All the provisions in Part 4 seem to assume that the problem of residential fire safety is a lack of appropriate people and processes checking for fire risks in every possible instance. However, perhaps the real problem is the competence of the people who are already in place and the enforcement of rules and regulations that already exist, rather than making up lots more or creating new roles. As the leaseholder group notes, writing into law that every building will have to appoint a building safety manager is a duplication of the role of the existing managing agents and building managers, and proceeds from the false assumption that these housing blocks are “like barrels of oil needing almost daily surveillance and supervision to ensure that they don’t burst into flames at any moment.”

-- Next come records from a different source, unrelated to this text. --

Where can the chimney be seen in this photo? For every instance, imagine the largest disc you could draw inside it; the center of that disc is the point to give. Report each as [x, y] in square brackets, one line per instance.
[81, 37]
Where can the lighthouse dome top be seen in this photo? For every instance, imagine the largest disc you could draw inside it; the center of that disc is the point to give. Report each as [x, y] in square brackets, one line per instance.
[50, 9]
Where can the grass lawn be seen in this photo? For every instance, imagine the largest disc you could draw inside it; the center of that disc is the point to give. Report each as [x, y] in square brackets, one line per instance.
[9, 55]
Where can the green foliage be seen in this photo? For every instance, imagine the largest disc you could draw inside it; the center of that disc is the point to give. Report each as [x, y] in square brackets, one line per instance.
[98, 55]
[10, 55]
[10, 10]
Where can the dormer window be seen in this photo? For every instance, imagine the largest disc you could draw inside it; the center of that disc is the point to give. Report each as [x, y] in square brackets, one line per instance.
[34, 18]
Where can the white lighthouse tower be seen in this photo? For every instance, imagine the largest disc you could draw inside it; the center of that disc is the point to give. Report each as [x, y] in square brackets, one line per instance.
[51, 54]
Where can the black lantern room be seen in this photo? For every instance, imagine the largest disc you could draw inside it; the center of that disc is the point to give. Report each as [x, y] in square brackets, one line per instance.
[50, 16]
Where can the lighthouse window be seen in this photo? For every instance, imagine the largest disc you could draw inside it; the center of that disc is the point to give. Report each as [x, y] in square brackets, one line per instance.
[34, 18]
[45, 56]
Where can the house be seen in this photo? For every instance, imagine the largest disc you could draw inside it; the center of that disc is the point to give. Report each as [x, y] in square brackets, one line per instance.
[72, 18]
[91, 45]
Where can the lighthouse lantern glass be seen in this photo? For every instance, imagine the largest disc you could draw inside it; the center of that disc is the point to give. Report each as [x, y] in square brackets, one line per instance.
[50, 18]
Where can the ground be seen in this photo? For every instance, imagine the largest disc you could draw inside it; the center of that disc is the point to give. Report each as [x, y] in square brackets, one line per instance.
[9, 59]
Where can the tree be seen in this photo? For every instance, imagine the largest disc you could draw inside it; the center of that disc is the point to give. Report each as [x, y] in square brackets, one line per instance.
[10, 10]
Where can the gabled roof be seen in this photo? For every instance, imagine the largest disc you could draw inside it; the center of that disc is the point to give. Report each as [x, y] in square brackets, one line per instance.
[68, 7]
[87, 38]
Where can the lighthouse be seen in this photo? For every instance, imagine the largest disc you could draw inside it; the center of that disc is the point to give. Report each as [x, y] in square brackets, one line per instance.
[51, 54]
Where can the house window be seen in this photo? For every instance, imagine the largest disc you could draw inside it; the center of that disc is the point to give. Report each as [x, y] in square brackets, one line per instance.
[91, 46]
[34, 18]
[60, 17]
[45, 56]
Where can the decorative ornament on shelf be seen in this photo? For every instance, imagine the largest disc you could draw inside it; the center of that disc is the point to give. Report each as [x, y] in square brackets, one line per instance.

The truth is that fires are relatively rare, but they cannot be prevented altogether. The priority of this Bill should be to build in adequate safety systems and then maintain those properly so that residents can evacuate as quickly and easily as possible should fire occur. Instead, these clauses create an unnecessary duplicate role that will—guess what?—yet once more, financially cripple leaseholders.
The Government themselves estimate that the cost of a building safety manager will be £60,000 a year per block. For Lucy, in a block of 33 flats, this will add £1,818 to her annual service charge. For Ruth, in a block of 19 flats, the building safety manager costs would add £3,157 a year to her service charges. It is not clear, either, whether that £60,000 estimate that was on the Government’s website has factored in employers’ national insurance and pension, plus the 20% VAT that an employing company would have to add to the charge. That would bring the cost to £85,000, in which case Lucy’s annual service charges would rise by £2,575 and Ruth’s by £4,473.

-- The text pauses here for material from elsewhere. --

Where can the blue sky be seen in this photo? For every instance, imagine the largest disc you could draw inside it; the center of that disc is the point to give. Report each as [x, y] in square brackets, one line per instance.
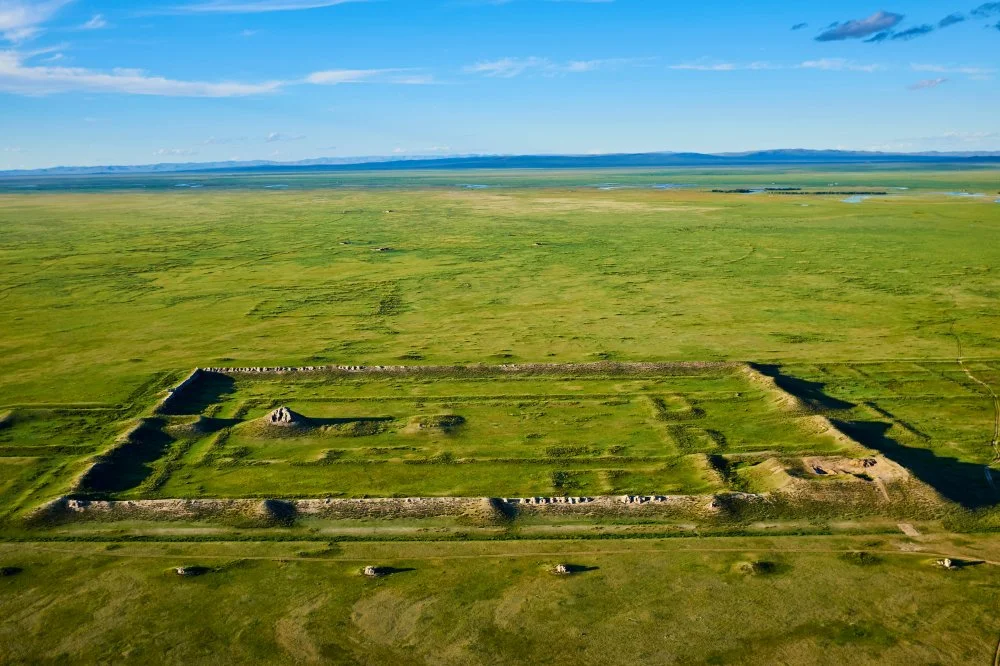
[113, 82]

It is not clear exactly whether that £60,000 figure still stands, because the fact sheet explaining the building safety manager’s average pay of £60,000 a year was rather quietly removed from the Government’s own website after 5 pm last Wednesday. Luckily, the leaseholders have screenshots, which I have here if anybody would like to look at them. I am hoping that this is a positive sign that the Government are going to scrap the policy—delete the policy just like the web page—or at
least water it down by turning it into a function that can be met by existing managing agents and property managers, and not treating it as a separate job.
With the words of the Secretary of State, Michael Gove, ringing in our ears, he has warned that
“too many buildings are declared unsafe”,
and that many of the problems associated with the cladding scandal have been caused not by unsafe buildings but over-zealous inspectors and nefarious players
“seeking to profit from the current crisis”.
We should have those words in the back of our minds when we ask key questions.